2 Een derde deel zult gij in het midden der stad met vuur verbranden, nadat de dagen der belegering vervuld worden; dan zult gij een derde deel nemen, slaande met een zwaard rondom hetzelve, en een derde deel zult gij in den wind strooien; want Ik zal het zwaard achter hen uittrekken.

3 Gij zult ook weinige in getal daarvan nemen, en in uw slippen binden.

4 En nog zult gij van die nemen, en die werpen in het midden des vuurs, en zult ze verbranden met vuur; daaruit zal voortkomen een vuur tegen het gehele huis van Israel.

5 Alzo zegt de Heere Heere: Dit is Jeruzalem, welke Ik in het midden der heidenen gezet heb, en landen rondom haar henen.

6 Doch zij heeft Mijn rechten veranderd in goddeloosheid meer dan de heidenen, en Mijn inzettingen meer dan de landen, die rondom haar zijn; want zij hebben Mijn rechten verworpen, en in Mijn inzettingen hebben zij niet gewandeld.

7 Daarom zegt de Heere Heere alzo: Dewijl gijlieden dies meer gemaakt hebt dan de heidenen, die rondom u zijn, in Mijn inzettingen niet gewandeld hebt, en Mijn rechten niet gedaan hebt, zelfs naar de rechten der heidenen, die rondom u zijn, niet gedaan hebt;

8 Daarom zegt de Heere Heere alzo: Ziet, Ik wil aan u, ja Ik, want Ik zal gerichten in het midden van u oefenen, voor de ogen van die heidenen.

9 En Ik zal onder u doen, hetgeen Ik niet gedaan heb, en desgelijks Ik voortaan niet doen zal, om al uwer gruwelen wil.
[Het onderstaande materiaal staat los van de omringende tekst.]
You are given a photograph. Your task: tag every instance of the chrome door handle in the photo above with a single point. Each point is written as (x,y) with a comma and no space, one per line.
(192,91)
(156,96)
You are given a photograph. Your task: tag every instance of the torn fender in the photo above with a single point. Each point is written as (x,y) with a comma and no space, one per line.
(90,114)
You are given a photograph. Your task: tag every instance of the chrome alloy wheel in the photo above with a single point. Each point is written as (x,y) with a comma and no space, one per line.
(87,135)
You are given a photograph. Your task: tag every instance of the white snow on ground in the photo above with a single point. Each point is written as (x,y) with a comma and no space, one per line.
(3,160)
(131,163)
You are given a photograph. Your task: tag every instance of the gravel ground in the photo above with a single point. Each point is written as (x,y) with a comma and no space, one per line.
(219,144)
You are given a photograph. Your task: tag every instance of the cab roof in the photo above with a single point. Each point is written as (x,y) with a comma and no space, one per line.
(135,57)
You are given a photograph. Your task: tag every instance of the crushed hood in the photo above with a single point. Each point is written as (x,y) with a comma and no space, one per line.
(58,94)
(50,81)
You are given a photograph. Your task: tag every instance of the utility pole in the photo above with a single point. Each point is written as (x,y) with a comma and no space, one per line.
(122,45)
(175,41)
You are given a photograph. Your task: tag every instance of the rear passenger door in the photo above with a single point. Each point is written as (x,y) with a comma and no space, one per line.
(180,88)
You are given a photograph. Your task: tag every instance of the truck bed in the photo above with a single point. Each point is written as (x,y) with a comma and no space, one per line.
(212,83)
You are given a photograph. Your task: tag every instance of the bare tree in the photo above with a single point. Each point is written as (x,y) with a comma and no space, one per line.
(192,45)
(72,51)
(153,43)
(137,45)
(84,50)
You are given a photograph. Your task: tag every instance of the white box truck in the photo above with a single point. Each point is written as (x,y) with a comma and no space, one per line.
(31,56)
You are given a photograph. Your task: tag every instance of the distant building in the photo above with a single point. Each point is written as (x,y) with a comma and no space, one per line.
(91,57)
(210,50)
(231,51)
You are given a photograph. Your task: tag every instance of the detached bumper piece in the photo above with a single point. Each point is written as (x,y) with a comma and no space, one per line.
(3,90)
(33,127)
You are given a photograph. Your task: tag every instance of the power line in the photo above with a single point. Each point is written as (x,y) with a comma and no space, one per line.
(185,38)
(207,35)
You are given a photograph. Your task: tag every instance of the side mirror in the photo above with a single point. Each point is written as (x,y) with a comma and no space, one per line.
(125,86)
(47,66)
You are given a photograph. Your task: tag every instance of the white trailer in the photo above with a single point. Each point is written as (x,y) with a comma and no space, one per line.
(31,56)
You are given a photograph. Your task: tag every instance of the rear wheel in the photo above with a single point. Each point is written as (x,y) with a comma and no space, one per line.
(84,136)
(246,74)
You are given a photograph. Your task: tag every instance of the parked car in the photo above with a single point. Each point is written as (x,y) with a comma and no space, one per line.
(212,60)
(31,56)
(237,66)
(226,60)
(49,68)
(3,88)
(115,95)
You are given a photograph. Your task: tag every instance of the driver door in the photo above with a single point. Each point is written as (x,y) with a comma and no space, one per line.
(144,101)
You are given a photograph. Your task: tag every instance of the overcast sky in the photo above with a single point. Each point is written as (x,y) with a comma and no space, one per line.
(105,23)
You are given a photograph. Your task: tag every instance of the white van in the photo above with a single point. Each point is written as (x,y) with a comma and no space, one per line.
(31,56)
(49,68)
10 Daarom zullen de vaders de kinderen eten in het midden van u, en de kinderen zullen hun vaderen eten; en Ik zal gerichten onder u oefenen, en zal al uw overblijfsel in alle winden verstrooien.

11 Daarom zo waarachtig als Ik leef, spreekt de Heere Heere (omdat gij Mijn heiligdom verontreinigd hebt met al uw verfoeiselen, en met al uw gruwelen), zo Ik ook niet daarom u verminderen, en Mijn oog u niet verschonen zal, en Ik ook niet zal sparen!

12 Een derde deel van u zal van de pestilentie sterven, en zal door honger in het midden van u te niet worden; en een derde deel zal in het zwaard vallen rondom u; en een derde deel zal Ik in alle winden verstrooien, en Ik zal het zwaard achter hen uittrekken.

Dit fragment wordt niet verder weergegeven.